Leur présence dans ces îles attisait l'envie de certains colons qui auraient préféré les posséder comme esclaves dans leur atelier. Le bruit courait - bruit qu'on s'empressait d'ailleurs de grossir à son avantage -qu'ils étaient même... réclamés tous les ans en justice comme propriété d'une maison de commerce de la Barbade. De 1660 à 1719, quelques colons français et anglais tentèrent avec plus ou moins de succès d'obtenir des concessions de terrain des indigènes. C'était une manière prudente de prendre position sur quelques îles neutres au prix d'une certaine rétribution en tafia, sabres et fusils. Les Karib « rouges » durent céder des terres à cultiver car en 1719, les îles de Sainte-Lucie et de Saint-Vincent étaient partiellement colonisées par des gens venus de la Martinique. L'accroissement du nombre des Karib noirs qui devinrent plus nombreux que les « rouges » se signala par le choix qu'ils firent d'un chef nommé Tourouya. Ils décidèrent alors, vers 1719-1720, de faire payer les colons une nouvelle fois, mais à leur propre compte. Il fallut céder, narre le chroniqueur, « et Tourouya, en homme avisé, se fit construire avec le produit de ces nouvelles ventes une jolie habitation située dans les hauteurs de la vallée de Calliacoua ». Ce chef réussit à établir son autorité sur tous les Karib de l'archipel. Plusieurs pirogues furent enlevées avec leurs propriétaire par des corsaires anglais, surtout en période de guerre au XVIIIe siècle. Ces enlèvements d'indigènes incitèrent ces derniers à contracter une alliance avec les Français vers 1739-1740.

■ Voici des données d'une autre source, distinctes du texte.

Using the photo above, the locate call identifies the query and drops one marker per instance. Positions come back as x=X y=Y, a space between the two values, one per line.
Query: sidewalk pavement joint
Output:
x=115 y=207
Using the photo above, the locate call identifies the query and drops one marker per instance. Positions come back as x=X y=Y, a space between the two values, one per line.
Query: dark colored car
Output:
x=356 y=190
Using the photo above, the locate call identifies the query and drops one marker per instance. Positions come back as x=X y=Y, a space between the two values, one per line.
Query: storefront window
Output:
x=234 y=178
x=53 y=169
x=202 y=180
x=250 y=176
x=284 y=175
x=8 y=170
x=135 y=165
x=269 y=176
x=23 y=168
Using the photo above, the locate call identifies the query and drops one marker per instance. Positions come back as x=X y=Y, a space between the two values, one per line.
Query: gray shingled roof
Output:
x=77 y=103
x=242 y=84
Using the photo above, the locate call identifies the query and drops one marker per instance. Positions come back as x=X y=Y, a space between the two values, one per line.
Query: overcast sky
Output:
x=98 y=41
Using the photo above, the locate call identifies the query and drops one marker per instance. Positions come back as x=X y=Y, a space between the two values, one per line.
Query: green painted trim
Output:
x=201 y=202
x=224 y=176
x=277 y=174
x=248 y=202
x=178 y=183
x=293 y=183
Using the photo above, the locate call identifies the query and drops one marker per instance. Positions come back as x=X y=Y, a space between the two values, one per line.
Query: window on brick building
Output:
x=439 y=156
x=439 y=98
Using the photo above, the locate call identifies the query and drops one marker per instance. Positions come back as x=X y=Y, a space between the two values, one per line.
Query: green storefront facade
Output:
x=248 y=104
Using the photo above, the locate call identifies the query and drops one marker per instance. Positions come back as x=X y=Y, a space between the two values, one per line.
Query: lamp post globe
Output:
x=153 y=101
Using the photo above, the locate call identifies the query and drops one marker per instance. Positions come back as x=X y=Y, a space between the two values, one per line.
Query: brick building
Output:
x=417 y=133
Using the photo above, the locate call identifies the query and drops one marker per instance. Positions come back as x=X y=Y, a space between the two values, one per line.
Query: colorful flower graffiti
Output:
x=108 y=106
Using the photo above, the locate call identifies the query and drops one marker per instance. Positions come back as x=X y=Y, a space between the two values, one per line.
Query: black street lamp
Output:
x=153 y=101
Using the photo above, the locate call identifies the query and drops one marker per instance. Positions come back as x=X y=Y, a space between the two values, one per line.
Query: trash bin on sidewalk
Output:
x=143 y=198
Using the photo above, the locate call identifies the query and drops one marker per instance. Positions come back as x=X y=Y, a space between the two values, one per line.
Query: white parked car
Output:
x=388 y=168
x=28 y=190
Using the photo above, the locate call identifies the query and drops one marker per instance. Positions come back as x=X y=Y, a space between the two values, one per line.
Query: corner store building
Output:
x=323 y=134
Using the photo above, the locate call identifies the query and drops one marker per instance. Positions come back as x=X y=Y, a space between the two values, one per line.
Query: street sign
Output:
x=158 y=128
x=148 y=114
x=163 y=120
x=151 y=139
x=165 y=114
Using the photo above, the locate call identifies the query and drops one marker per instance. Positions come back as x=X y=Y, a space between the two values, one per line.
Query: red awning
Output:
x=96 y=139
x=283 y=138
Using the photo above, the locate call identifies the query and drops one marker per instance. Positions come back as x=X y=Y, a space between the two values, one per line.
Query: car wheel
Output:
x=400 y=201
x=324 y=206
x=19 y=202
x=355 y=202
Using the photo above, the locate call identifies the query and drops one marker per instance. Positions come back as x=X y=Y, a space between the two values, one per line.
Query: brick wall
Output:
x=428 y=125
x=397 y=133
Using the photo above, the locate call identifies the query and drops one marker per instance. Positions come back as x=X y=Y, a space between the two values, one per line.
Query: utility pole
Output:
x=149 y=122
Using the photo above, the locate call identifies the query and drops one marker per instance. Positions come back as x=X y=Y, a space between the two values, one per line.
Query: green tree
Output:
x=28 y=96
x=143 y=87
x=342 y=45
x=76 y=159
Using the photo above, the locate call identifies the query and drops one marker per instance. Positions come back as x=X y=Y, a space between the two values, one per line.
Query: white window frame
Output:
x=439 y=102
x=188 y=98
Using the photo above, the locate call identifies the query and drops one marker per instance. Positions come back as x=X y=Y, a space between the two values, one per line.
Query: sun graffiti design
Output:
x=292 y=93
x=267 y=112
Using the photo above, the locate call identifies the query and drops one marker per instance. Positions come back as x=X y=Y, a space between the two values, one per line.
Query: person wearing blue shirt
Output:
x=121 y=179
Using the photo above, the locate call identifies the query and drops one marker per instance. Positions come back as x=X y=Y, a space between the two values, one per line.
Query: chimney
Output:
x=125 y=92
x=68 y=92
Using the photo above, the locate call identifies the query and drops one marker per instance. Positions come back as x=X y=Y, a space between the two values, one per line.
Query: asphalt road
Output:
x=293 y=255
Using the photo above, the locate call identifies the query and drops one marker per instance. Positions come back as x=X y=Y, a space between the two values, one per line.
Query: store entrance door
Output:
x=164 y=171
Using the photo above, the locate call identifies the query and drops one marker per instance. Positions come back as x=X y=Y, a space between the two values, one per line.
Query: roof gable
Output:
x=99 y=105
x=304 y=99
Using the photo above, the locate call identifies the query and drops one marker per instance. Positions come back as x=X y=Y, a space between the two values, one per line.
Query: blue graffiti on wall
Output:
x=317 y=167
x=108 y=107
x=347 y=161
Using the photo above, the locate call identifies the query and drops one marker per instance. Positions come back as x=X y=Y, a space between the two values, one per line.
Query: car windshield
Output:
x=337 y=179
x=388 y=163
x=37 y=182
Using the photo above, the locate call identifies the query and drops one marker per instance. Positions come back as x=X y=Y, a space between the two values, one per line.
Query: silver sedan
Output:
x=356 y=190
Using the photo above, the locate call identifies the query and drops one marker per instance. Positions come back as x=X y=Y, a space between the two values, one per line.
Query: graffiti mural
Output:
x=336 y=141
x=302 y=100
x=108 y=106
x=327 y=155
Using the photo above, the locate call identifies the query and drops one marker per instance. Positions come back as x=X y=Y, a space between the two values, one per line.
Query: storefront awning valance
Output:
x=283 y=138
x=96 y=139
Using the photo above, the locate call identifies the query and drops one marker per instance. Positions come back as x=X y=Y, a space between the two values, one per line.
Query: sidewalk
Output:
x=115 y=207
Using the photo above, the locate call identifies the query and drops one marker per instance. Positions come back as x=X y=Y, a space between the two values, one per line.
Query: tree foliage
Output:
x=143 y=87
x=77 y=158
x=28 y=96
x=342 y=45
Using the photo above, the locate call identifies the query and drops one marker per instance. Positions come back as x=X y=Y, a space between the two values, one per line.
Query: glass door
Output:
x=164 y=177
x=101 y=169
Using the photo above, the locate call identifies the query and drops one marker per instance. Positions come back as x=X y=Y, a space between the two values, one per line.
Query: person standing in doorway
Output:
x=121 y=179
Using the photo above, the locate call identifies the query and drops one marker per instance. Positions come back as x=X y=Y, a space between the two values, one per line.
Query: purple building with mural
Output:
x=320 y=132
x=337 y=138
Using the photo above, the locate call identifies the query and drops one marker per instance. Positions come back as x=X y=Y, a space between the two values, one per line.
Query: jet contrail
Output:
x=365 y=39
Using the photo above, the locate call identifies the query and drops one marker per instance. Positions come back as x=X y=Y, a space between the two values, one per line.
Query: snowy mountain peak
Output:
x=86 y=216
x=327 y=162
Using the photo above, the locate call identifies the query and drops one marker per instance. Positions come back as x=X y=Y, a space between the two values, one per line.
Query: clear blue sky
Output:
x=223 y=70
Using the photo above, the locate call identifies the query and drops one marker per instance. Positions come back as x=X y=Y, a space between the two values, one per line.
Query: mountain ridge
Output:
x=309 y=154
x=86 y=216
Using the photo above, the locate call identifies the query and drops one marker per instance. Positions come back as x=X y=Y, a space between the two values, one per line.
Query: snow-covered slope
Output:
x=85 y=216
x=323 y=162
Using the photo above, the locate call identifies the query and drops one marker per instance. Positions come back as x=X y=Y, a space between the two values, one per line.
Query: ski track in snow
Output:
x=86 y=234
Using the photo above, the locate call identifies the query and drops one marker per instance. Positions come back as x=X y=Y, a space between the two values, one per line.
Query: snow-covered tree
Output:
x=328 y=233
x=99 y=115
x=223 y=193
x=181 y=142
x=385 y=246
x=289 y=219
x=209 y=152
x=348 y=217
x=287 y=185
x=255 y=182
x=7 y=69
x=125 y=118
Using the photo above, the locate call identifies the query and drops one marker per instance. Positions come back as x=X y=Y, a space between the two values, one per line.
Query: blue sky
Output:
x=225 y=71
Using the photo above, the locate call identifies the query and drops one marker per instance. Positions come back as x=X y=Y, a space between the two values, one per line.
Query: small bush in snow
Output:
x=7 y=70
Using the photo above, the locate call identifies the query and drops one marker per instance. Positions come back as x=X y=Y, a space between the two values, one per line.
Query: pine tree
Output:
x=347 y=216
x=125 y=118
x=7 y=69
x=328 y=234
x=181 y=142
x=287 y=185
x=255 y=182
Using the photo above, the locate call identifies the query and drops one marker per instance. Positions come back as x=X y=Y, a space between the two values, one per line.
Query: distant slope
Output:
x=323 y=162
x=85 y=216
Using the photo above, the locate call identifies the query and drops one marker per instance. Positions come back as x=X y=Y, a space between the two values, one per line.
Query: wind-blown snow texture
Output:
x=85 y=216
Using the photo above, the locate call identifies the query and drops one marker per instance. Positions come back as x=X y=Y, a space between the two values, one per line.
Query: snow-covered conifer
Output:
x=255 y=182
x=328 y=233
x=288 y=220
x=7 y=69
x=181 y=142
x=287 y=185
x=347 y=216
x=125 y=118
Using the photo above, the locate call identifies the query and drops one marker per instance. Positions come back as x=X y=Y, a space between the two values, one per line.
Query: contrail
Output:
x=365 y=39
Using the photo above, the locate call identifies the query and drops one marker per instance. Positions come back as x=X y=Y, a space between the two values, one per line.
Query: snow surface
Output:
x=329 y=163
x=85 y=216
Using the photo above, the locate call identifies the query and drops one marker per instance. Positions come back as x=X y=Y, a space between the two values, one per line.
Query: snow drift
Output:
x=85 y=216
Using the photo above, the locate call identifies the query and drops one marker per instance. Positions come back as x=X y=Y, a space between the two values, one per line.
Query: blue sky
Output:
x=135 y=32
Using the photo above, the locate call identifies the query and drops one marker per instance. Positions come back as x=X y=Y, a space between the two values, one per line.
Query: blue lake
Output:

On s'aperçoit, à la lecture des documents, que la situation des îles neutres s'est détériorée. Les indigènes adressèrent directement leurs doléances au gouverneur qui informa Versailles. Ils se plaignaient des colons qui provoquaient des « désordres », comme ce Riquet, habitant au Calliacoua, qui cherchait à dépouiller un Karib nommé La Rochelle de ses terres. Des missionnaires tentèrent eux aussi de s'installer en 1720-1725, mais ils se heurtèrent à l'hostilité des indigènes.